Пригорюнился Шлёпа – всё, хана. Закончилась жизнь; в округе каждая псина знает, как Кутюга солёными ремнями порет. Ремни-то у него не простые, а с крючочками: маленькие те крючочки, а каждый – хвать! – да и вырвет шмат мяса. Туда-сюда – к вечеру горячка, сушняк хуже, чем с перепою, а наутро четверо из пяти богу душу и отдают. Наказывать так, вообще-то, запрещено, да только генерал лично Императором обласкан – кто ему слово скажет?
«А что, – вдруг думает денщик, – чему уже пропадать? Вот я и скажу. Тихонько так, себе под руку…»
И шепчет: чтоб тебя, значит, старый хрен, кондрашка прихватила. И дошептать не успел, как генерал кровью налился, глаза выпучил, по горлу пальцами заскрёб, и брык на пол! Шлёпа и ахнуть не успел: лежит Кутюга на ковре посреди комнаты и уже синеть начал.
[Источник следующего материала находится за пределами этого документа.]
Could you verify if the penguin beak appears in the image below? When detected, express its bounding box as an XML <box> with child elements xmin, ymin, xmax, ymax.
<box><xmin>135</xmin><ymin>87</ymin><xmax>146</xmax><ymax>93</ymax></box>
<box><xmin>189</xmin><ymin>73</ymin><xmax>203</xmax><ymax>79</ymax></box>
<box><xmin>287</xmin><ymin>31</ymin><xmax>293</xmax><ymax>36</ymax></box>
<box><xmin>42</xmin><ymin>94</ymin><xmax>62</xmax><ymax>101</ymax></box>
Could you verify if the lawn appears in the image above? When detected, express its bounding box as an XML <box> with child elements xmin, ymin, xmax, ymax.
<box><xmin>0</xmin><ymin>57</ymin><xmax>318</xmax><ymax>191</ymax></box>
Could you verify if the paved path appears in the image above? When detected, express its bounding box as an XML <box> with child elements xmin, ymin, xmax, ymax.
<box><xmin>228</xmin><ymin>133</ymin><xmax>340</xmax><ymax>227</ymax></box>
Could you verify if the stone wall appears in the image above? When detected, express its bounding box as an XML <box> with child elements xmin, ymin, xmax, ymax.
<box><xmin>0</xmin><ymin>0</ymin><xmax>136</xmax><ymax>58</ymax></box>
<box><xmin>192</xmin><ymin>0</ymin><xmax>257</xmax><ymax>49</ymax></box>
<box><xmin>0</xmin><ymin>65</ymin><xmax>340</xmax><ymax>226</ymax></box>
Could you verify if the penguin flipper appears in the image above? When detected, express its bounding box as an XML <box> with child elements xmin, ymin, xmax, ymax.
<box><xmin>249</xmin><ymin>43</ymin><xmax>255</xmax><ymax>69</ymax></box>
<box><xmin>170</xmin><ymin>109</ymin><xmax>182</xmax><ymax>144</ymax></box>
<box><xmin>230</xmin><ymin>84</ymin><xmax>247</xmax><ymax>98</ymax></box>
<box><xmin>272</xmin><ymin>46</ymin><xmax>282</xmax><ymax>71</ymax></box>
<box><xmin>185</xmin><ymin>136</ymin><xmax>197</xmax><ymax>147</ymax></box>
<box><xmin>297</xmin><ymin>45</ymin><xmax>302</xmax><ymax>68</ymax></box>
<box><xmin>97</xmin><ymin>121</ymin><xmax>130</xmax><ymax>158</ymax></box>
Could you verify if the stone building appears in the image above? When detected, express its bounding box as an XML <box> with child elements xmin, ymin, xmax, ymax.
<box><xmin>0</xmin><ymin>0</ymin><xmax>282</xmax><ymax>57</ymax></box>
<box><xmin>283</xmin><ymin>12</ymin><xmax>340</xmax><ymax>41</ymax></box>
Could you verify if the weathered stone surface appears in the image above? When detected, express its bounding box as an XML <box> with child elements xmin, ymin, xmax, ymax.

Вот это, понимаете, номер! Денщик со страху и забыл, что это он сам, можно сказать, учинил; на двор выбежал, в рельсу кочергой стучит – лекаря! Самому генералу нездоровится!
Тут уж и лекарь прибежал, и колдун из управы, что, по счастью, чай у свояченицы в прислужьей пристройке попивал, и караул в полном составе. Заперлись в доме генеральском, и аж до самого закату чем-то там гремели, да печь топили. А на закате, когда священника позвали, стало ясно, что к чему: преставился Кутюга.
Две недели все в имении жили как между тем светом и этим: что будет? Что ж дальше-то? Один только Шлёпа ходил пьяный и довольный, да глазом подмигивал: не дрейфь! Всё пучком!
И как в воду глядел: приехал вскоре из столицы новый хозяин имения: генерал Штефан-Микель Ле`Труа. Франт, весь из себя одет с иголочки, рукава в рюшах, сабля алмазами да рубинами искрит, на голове парик в белое крашеный. Улыбается приветливо, всё «мерси», да «мерси», а ходит точно балерун на пуантах.
Другая жизнь в имении началась: драть розгами до смерти перестали, пиры-балы чуть ли не каждый день, повозку Кутюги, страшную как смертный грех, сменила карета на рессорах, а дорожку подъездную мостить камнем стали, и домостили аж до самой деревни. Вино в подвалах вообще перестали считать: не жизнь, а сказка! Только одна беда: сбежал куда-то начальник караула, так на его место поставили бывшего денщика Шлёпу – и кто каким чёртом так решил – вообще непонятно. Однако же служивые сильно не серчали: новый начальник никого не бил, слова грубого не говорил, сидел только у себя в коморке, сапоги натирал, да водку пил – всем бы такого начальника, прямо скажем!